Они нарвались, и не хотел я их убить.

Но даже если их и убил я,

Кто мог меня в этом обвинить!


***


      Историю Озаки Ацуши хотел услышать чуть ли не сильнее слова «освобожден». Но столь статная женщина вряд ли бы согласилась рассказывать кому-то вроде него историю, которую спокойно принимают в качестве ставки. Помощь пришла, откуда не ждали.


— Неужели влюбился? — хитро прищурился Чуя, положив руку на плечо и кивнув в сторону Коё, с которой уже несколько минут Ацуши не сводил глаз, — Да не шугайся ты так. К ней нельзя быть равнодушным. Если только ты не «котик».

— Нет, я тигр, мам, — как-то заторможенно отозвался парень, вызвав тем самым громкий смех Накахары.

— Хорошо-хорошо, тигр, — Чуя приобнял заключенного за талию и повел в свой кабинет, — Знаешь, а ведь Озаки связана с мафией, да. Не пучь на меня глазки, я знаю, что они у тебя красивые. А еще она держит свой бордель, — так же спокойно, как и первую новость, сообщил Накахара, впуская Ацуши в комнату и закрывая за ним дверь, — Только вот попалась на убийстве. Как обидно…

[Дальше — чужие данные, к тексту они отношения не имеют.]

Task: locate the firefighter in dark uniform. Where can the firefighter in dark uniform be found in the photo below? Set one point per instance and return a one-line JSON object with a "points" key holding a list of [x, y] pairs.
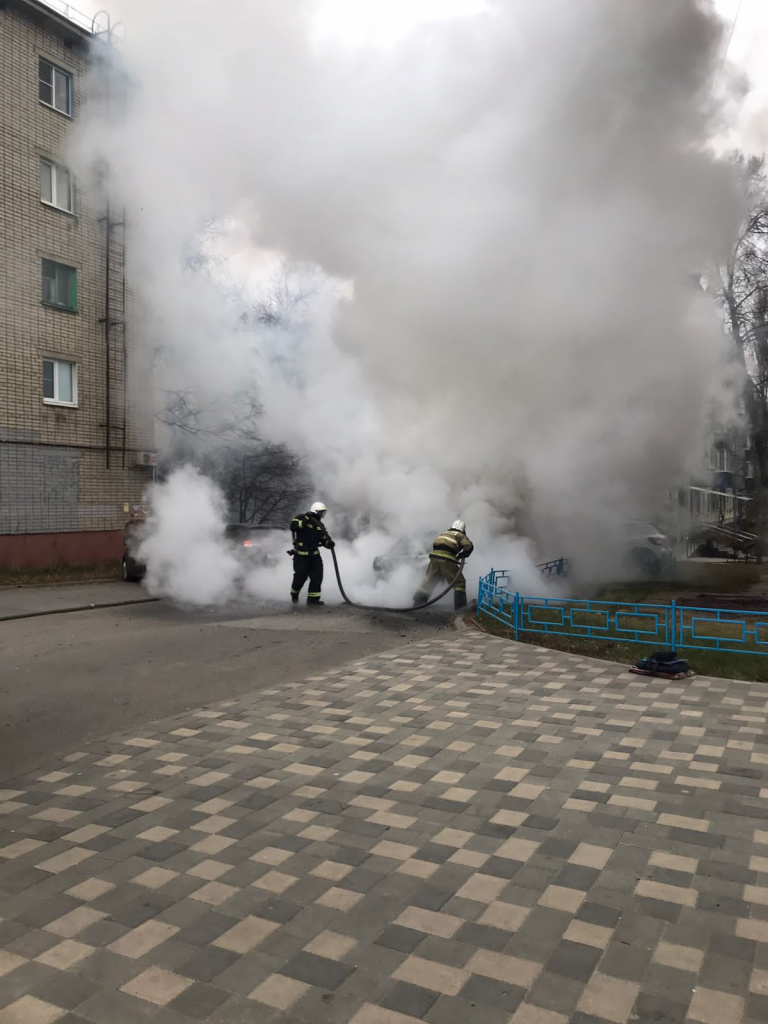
{"points": [[448, 550], [308, 537]]}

— Ч-что произошло. Вы расскажете мне?

— Думаю, она сделает это лучше, — Чуя вытащил из ящика стола письмо и придвинул к Накаджме. Красивый почерк, идеально ровные буквы никак не сочетались с тем, с какими эмоциями было оно наполнено.


      «Дорогой Чуя.

Скорее всего, мы скоро встретимся и не при самых удачных обстоятельствах. Хочу, чтоб ты был к этому готов. Надеюсь, ты помнишь моего дорогого супруга? Тот самый художник, чьи картины ты называл полнейшей безвкусицей. Сейчас, когда пелена влюбленности сошла с моих глаз я, пожалуй, даже соглашусь с тобой.

Он был… Истинным человеком искусства. Но все время пытался себя найти, а попутно находил Руфь, Глэдис, Розмари и Альберта. Какие знакомые имена, согласись? Да, эта тварь заявлялась в мой бордель. А потом умудрялся удовлетворять собственное либидо и дома. Силы некуда было девать, видимо.

Но расстались мы из-за художественных разногласий. Он видел для себя жизнь, а я видела его смерть! Его лицо в тот момент, когда, задыхаясь от яда в очередной выпивке, он поднял взгляд на того, кто принес этот бокал. Он стоит лучшей его картины!»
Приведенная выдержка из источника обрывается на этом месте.